This repository provides a simple example of setting up and using Ollama with the Ollama Python library. Code is available on this notebook.
Note: This repo is still WIP (pre-spelling)
Last update: Feb 1st, 2024
- Motivation
- Scope
- Setting up Ollama
- Setting Up Python Environment
- Running Ollama in Python
- Resources
- License
So far, running LLMs has required a large amount of computing resources, mainly GPUs. Running locally, a simple prompt with a typical LLM takes on an average Mac laptop about 10 minutes. The Ollama project solves this issue and enables the run of LLM locally with or without GPU support with high performance. It took me 16-18 seconds to run the Mistral model with Ollama on a Mac inside a dockerized environment with 4 CPUs and 8GB RAM. Similarly, running simpler prompts with Llama2 and Vicuna took me ~40 and ~20 seconds, respectively.

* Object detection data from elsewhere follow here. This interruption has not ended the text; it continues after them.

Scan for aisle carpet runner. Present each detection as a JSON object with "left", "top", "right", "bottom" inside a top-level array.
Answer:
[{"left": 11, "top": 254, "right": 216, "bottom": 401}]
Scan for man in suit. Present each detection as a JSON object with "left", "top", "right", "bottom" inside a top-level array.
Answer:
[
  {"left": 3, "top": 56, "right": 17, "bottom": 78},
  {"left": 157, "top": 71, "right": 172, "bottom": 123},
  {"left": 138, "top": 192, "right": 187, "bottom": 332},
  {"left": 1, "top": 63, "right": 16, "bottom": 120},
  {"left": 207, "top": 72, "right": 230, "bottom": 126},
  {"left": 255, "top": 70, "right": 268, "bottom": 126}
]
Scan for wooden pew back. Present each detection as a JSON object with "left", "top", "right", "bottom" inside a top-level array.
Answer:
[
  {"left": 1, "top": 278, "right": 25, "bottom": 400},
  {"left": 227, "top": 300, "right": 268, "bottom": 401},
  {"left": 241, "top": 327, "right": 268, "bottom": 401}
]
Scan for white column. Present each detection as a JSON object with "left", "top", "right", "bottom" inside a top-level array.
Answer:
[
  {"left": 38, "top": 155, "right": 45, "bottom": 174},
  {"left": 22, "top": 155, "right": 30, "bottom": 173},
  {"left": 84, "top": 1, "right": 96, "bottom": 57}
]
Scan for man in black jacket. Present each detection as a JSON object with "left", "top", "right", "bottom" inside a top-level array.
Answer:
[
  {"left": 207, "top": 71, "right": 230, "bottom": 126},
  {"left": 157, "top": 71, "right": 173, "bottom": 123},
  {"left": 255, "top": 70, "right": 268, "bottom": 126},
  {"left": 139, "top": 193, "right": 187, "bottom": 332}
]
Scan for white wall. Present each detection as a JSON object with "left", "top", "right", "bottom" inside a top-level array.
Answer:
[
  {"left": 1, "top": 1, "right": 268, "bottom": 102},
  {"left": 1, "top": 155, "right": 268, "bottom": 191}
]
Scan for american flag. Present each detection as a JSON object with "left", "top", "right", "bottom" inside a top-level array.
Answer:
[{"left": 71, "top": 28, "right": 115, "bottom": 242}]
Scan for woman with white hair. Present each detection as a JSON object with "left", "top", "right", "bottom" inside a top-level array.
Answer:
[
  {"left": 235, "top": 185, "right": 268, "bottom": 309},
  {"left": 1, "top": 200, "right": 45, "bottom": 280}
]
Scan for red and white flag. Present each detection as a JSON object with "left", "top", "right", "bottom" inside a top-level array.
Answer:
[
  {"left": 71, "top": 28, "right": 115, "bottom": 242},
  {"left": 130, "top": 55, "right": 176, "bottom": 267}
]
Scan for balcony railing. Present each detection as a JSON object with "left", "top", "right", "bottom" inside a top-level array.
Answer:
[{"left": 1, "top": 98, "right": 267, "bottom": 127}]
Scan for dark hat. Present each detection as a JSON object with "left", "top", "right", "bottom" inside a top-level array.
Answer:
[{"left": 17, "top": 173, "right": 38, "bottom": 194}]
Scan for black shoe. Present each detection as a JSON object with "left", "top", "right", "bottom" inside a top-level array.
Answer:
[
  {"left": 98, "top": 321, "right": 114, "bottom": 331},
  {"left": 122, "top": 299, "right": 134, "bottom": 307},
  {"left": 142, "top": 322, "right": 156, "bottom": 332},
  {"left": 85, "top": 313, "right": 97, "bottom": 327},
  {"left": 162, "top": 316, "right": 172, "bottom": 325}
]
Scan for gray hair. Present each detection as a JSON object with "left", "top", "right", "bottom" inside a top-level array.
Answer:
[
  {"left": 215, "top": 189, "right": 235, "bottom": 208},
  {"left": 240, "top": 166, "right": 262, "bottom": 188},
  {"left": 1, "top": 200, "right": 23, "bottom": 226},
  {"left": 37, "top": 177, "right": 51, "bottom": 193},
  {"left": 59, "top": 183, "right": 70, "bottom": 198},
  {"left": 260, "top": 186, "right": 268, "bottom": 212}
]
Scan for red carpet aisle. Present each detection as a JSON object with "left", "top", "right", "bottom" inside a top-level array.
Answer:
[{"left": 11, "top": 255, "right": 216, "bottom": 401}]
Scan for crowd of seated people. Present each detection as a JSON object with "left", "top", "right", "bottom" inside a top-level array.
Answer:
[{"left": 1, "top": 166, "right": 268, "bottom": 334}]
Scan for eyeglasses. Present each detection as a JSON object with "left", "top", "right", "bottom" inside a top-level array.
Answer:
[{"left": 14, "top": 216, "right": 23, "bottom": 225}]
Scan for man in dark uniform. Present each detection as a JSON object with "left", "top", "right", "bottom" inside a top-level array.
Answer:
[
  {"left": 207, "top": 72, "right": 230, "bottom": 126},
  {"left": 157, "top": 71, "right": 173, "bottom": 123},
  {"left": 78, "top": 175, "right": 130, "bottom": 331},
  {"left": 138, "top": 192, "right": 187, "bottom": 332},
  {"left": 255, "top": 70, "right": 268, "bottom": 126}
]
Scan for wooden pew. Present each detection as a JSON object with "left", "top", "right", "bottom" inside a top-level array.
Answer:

Note that this is not a robust benchmark, and the model size is a big factor, but compared to the 10-minute run time without Ollama using the model directly, it is a very promising result.
Please note the following:
- Currently, Ollama is available for MacOS and Linux OS, the Windows version is coming soon (according to the project documentation)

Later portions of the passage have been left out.